Updated: Oct 12, 2020

If you are going to be least be effective!

How to:

1. From Puddle Pony, gently roll to side

2. Evenly stack shoulders, hips and knees

3. Activate core to support back

4. Activate straight legs and lift into air

Don't do:

1. Torque lower back when you roll

2. Tense neck and let shoulders fall

3. Rock back and forward on hips

4. Sloppily pump legs

This is the pose we will remain stabilized as we lift our legs to the side. Using our arms and core to connect to the ground, we gain endurance. Our working leg comes up and lowers down with control, which activates the muscles in the glute and hips. Using our hips to lift away from our feet, not just lifting from the knees or ankles, we test the strength and mobility of the back of our legs and glutes. This active pose causes our core to remain awake and aware during the repetitions of our leg coming up and down. We should try to keep our body stacked upright and perpendicular to the ground. Doing fewer repetitions with quality is better than sloppily flapping the upper leg and twisting the lower back and letting the shoulder fall. This exercise requires a lot of coordination, along with a good isolation for 'hind end' strength.

Ride and Apply:

When we ride, leg activation and isolation is so important. The more we can articulate control from the top of our hips to the bottom of our pinky toe, the better and more clear our cues will be. This allows our body to have a heightened awareness of working from the inside out as well. Sometimes when we correct a movement in a horse, or try to set him up in a frame, we can jerk him around with out intentionally meaning to. But if we are able to sit stable, balanced and wait as we ask in cue, with a little pressure climbing to a more concentrated pressure, we are giving the horse more opportunity to respond with his dignity still intact. We never want to wrestle a horse into a frame, or aggressively correct a wrong move because it disintegrates his trust in us and makes him confused.

Try it:

If you have a mirror to do this next to, evaluate that your hips are over each other.

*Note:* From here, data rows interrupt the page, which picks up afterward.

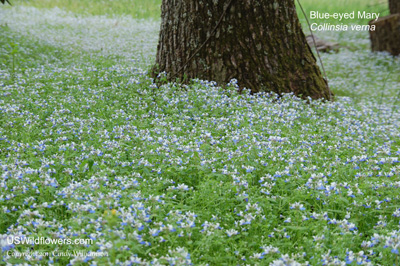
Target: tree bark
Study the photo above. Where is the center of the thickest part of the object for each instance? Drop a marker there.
(394, 6)
(258, 42)
(386, 36)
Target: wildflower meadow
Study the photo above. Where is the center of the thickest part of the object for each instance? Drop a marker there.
(99, 165)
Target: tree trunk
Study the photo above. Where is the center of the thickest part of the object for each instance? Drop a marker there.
(258, 42)
(394, 6)
(386, 36)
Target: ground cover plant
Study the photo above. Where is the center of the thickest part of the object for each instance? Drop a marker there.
(193, 174)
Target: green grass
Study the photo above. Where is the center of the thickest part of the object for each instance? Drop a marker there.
(151, 8)
(135, 8)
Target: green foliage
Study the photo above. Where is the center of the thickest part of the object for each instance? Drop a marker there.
(90, 146)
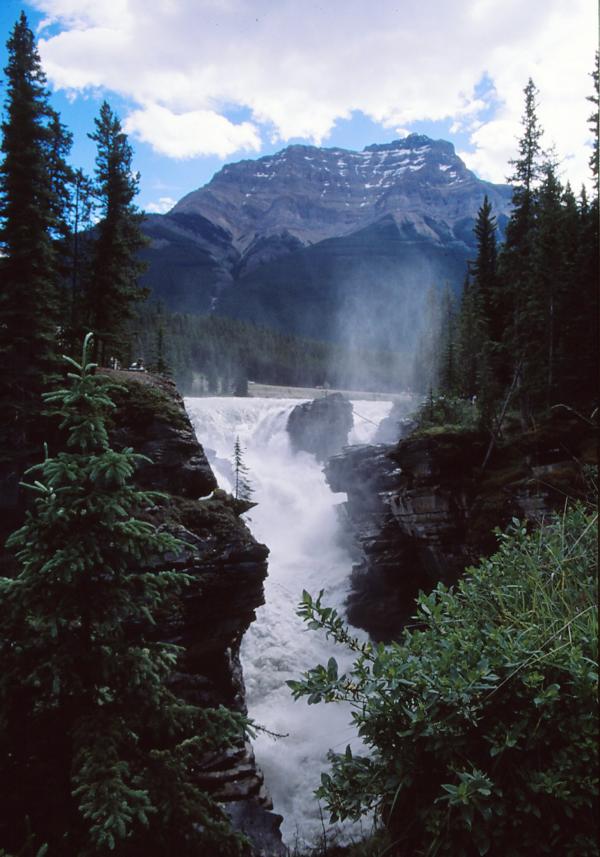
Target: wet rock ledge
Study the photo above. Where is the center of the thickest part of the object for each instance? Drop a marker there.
(229, 568)
(421, 510)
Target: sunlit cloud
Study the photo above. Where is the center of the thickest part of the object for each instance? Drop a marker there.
(293, 72)
(186, 135)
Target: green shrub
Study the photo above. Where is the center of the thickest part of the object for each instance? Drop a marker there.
(482, 723)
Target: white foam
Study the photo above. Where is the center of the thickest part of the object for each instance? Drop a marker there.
(296, 518)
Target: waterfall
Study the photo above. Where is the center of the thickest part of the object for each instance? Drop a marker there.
(296, 518)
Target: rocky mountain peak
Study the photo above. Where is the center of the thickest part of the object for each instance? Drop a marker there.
(314, 193)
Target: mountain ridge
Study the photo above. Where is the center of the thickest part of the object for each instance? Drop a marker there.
(287, 239)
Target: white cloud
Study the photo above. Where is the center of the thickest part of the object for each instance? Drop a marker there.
(297, 69)
(164, 204)
(186, 135)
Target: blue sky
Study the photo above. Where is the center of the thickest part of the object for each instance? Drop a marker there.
(199, 83)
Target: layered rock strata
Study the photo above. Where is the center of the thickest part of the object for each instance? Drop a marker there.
(421, 510)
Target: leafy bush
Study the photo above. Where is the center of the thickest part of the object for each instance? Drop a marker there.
(482, 723)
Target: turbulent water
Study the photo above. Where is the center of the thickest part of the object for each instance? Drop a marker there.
(296, 518)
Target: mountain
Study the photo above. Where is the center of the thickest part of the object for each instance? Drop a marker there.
(324, 242)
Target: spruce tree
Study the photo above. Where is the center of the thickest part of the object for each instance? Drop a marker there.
(516, 262)
(113, 289)
(32, 176)
(98, 753)
(242, 488)
(489, 315)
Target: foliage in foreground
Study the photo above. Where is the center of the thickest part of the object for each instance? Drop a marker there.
(99, 755)
(482, 724)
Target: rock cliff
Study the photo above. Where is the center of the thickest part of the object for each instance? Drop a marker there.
(229, 567)
(321, 426)
(423, 509)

You can do 10 lifts, or pretend to trace the barrel pattern a few times. You can also just hold the leg in the air about 10 inches off the ankle on the ground and feel the activation in the side of the leg. To adjust the difficulty you can do more repetitions, hold the leg higher or lower, or begin to lift up the bottom leg to meet the top leg. For fun you can actually try to watch TV while you do it, which might trick you into more reps!